Radiohead frontman Thom Yorke has been busy working away at his upcoming solo album, and now in a rare interview he’s given us an insight on what to expect.
In an interview with Crack magazine, Yorke says the album is dystopian and anxiety-fuelled, so don’t expect a cheerful endeavour.
“The dystopian thing is one part of it, yes, but for me, one of the big, prevailing things was a sense of anxiety,” he said.
“If you suffer from anxiety it manifests itself in unpredictable ways, some people have over-emotional reactions. [For] some people the roots of reality can just get pulled out, you don’t know what’s happening. Then eventually, reality comes back.
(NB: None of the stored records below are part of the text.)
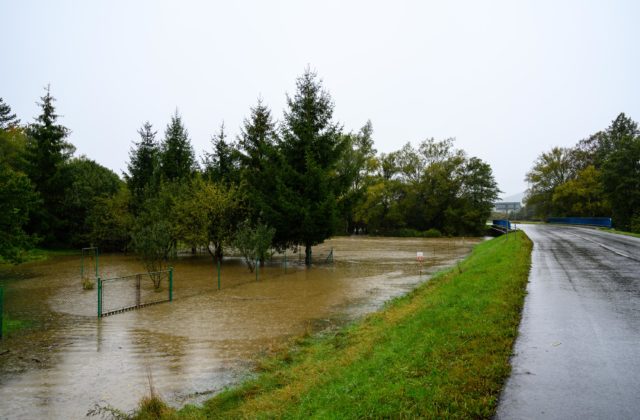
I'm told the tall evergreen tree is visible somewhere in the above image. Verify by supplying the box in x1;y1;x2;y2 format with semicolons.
125;121;159;211
0;97;20;130
25;85;75;244
237;100;280;223
158;111;196;182
238;101;277;167
279;68;346;265
203;122;241;185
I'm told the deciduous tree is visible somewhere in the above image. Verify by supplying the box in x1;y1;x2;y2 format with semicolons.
524;147;574;219
0;166;39;263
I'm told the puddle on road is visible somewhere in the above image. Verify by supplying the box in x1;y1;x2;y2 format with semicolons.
0;236;480;418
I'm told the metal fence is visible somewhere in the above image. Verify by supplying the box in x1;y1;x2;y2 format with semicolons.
492;219;512;230
97;268;173;317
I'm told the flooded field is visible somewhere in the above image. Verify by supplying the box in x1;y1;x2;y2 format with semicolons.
0;236;480;419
For some reason, I thought a really good way of expressing anxiety creatively was in a dystopian environment. I had so many visual things going on at this point. Another one was where everybody was traveling to work but their bodies were telling them that they wouldn’t do it anymore. They were refusing to cooperate, so they were doing these involuntary movements.”
He also explained how flights to Tokyo cause him to have existential crises, and how that spurred some of the writing.
“Have you ever flown to Tokyo? That jet lag is the definition of an existential crisis, every time,” he said.
“There was one night where I’d go to sleep, two hours later I’m absolutely wide awake and I just had these images… humans and rats changed places. A dream. And as I came out, I woke up with this really strong set of images of girls in tottering heels, but they’re actually rats and the human beings are in the drains. I had another one, these weird images of the city of London and all the skyscrapers are just shuffling along.”
On top of the new solo album, Yorke also said that Radiohead have been working on doing some new stuff with Kid A, as the iconic album approaches its 20th anniversary.
“Recently, I’ve been going through the Kid A and Amnesiac stuff with the others,” he said.
“We were all a bit mad by the end of that period…I was so focused and at the same time angry, confused, paranoid. I’m looking at all these people involved, going ‘Who the fuck are these people?!’ We’re going to do something really cool with all that material.”